ナルと清は同じクラス。ジーンは隣のクラスとなった。
「あ、ケイト、髪型変えた?」
数学の教科書を忘れたジーンは清に借りに来た。清の隣に立つ亜麻色の髪の親友に話しかける。
「うん。前髪変えただけなんだけど」
「よく似合ってるよ。じゃ、清ありがとう。帰りに返すね」
彼はそう言って、自分のクラスに戻っていった。
「さすが兄。弟とは大違いね」
前髪を触るケイトの視線の先には素知らぬ顔で本を読むナルの姿があった。
容姿端麗な双子はもちろん校内の注目の的だが、人気があるのは圧倒的に人当たりのいいジーンの方。
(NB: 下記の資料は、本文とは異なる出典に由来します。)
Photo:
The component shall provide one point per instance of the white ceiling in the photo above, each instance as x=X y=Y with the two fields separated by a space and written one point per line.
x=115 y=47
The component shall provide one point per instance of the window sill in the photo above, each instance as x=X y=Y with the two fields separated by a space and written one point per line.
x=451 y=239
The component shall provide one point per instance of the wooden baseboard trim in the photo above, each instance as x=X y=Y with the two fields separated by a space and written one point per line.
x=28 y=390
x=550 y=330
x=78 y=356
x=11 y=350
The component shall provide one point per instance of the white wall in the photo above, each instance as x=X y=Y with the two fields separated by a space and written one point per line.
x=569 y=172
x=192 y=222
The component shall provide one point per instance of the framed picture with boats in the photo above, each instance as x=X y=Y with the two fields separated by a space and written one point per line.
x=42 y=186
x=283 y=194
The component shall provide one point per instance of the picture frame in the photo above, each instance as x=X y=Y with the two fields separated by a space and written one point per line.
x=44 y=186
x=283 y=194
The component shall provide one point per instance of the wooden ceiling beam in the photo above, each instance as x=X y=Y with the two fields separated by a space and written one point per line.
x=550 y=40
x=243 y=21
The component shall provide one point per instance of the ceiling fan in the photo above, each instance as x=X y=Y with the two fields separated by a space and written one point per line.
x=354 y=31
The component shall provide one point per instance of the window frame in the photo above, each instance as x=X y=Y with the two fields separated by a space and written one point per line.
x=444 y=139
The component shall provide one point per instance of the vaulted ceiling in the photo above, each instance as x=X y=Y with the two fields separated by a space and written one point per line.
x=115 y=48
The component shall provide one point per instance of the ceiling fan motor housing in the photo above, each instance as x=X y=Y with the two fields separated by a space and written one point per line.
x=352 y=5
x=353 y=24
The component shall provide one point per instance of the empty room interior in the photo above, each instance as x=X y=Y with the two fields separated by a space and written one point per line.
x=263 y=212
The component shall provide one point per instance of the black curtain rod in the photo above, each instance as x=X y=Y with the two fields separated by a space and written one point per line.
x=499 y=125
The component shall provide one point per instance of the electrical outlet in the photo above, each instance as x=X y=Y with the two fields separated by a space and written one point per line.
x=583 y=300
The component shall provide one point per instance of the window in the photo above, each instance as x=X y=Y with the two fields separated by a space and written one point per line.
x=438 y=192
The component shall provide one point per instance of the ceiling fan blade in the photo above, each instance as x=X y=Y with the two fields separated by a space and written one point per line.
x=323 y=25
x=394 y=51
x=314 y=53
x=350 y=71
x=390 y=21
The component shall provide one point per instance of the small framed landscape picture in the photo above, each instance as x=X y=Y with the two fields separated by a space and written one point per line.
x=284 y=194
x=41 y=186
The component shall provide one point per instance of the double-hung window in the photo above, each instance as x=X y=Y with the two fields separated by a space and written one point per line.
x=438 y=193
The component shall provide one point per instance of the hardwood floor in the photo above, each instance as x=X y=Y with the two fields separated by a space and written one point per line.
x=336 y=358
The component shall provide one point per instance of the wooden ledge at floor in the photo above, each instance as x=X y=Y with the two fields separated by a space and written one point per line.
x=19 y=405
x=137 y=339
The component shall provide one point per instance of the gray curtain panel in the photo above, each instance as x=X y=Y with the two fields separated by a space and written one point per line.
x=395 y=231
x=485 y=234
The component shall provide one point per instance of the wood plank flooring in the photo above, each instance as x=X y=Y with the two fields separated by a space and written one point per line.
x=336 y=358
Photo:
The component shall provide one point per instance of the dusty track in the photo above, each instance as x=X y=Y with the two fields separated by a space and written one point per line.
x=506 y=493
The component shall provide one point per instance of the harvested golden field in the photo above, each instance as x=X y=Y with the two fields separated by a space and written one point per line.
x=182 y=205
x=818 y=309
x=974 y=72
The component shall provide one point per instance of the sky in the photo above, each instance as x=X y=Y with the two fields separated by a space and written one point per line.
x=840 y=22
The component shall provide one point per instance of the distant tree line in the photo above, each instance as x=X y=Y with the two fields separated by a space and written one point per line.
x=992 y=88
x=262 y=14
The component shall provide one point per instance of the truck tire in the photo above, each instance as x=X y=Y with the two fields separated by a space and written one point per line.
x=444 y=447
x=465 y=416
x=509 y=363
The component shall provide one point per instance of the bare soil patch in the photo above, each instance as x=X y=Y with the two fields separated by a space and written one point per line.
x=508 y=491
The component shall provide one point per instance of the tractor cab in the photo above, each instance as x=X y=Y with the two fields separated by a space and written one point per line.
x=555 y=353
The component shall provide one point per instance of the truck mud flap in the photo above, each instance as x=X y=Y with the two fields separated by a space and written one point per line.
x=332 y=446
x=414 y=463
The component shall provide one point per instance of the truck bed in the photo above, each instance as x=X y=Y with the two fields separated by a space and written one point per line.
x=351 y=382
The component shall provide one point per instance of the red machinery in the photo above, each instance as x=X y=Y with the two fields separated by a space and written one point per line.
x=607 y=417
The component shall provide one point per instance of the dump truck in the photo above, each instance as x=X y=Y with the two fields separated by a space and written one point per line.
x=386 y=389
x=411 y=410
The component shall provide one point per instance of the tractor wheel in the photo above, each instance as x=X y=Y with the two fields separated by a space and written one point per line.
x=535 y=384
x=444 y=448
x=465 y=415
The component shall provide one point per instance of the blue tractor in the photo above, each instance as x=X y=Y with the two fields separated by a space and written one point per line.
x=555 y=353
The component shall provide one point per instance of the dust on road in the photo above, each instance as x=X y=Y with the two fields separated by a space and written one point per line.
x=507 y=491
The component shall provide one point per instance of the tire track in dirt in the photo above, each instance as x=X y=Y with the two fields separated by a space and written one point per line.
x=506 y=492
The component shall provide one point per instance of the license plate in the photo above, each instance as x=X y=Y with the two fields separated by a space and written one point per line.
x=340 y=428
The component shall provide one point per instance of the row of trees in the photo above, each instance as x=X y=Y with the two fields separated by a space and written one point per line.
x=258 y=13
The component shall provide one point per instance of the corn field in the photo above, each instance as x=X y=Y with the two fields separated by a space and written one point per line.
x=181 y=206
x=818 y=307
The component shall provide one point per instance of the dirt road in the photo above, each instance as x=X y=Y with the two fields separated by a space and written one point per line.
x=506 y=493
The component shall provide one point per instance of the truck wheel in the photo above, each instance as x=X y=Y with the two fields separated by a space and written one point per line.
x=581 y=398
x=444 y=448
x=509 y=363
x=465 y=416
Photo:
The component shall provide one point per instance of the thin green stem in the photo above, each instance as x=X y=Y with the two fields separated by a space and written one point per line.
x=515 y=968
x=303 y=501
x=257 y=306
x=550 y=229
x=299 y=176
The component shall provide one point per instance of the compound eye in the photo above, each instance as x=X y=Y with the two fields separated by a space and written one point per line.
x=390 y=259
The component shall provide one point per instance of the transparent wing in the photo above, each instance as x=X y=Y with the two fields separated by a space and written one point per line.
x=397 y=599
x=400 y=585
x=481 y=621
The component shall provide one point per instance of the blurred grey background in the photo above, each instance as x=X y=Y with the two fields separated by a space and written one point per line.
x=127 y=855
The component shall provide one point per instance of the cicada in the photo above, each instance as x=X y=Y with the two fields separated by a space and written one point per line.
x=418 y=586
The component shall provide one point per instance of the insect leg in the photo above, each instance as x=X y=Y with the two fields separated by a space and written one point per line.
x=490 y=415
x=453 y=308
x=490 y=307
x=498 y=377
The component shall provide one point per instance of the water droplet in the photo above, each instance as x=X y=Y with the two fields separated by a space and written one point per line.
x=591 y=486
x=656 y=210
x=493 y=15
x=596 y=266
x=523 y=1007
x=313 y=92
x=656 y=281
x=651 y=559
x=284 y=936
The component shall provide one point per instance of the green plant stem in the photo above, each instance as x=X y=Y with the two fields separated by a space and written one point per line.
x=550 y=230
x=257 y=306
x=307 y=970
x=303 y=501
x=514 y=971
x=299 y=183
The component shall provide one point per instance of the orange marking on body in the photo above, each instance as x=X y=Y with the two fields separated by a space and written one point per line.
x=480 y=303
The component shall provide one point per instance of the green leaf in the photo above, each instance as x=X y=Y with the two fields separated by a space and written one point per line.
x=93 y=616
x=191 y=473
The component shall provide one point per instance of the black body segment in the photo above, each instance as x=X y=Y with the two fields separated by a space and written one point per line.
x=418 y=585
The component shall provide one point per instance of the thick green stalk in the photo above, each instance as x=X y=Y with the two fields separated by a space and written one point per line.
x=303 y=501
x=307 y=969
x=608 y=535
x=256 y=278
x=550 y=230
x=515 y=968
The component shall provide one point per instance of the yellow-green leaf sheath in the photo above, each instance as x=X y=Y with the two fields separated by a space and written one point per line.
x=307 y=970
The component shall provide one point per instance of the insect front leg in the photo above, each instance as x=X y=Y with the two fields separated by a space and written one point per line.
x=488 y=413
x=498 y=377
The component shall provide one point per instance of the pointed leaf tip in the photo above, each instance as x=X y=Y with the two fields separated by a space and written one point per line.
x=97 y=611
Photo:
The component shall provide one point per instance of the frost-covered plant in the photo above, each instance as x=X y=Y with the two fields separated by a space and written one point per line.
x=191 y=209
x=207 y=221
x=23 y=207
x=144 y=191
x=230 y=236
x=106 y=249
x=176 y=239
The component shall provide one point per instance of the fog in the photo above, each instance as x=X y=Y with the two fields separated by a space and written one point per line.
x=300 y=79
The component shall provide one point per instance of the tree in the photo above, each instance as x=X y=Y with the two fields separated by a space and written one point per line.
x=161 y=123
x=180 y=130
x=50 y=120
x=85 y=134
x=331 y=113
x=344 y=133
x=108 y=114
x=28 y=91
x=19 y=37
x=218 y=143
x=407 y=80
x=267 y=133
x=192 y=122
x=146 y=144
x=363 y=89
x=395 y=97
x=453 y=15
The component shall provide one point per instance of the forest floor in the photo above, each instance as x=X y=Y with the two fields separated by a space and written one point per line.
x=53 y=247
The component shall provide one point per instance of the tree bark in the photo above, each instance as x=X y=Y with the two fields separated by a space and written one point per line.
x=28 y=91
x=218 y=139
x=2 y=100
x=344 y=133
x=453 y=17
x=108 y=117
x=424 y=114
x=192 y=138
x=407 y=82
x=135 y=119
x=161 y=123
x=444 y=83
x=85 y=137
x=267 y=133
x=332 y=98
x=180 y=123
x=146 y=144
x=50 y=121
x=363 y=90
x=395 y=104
たまにナルに話しかける勇者がいるが、彼とまともに会話できる者は教師と兄、清ぐらいなもの。
今日も何事も無く、授業は終わった。
帰り支度をしていた清はケイトから手招きされる。
「ちょっと、隣のクラスのリリーが清に頼みたいことがあるんだって!」
思わぬ呼び出しを受け、清はケイトと校舎裏に回る。
リリーはその名の通り、可憐な白い花を想像させる見目麗しい女の子だ。
だが、話した記憶はほとんどない。
校舎裏では、リリーとその友達が待っていた。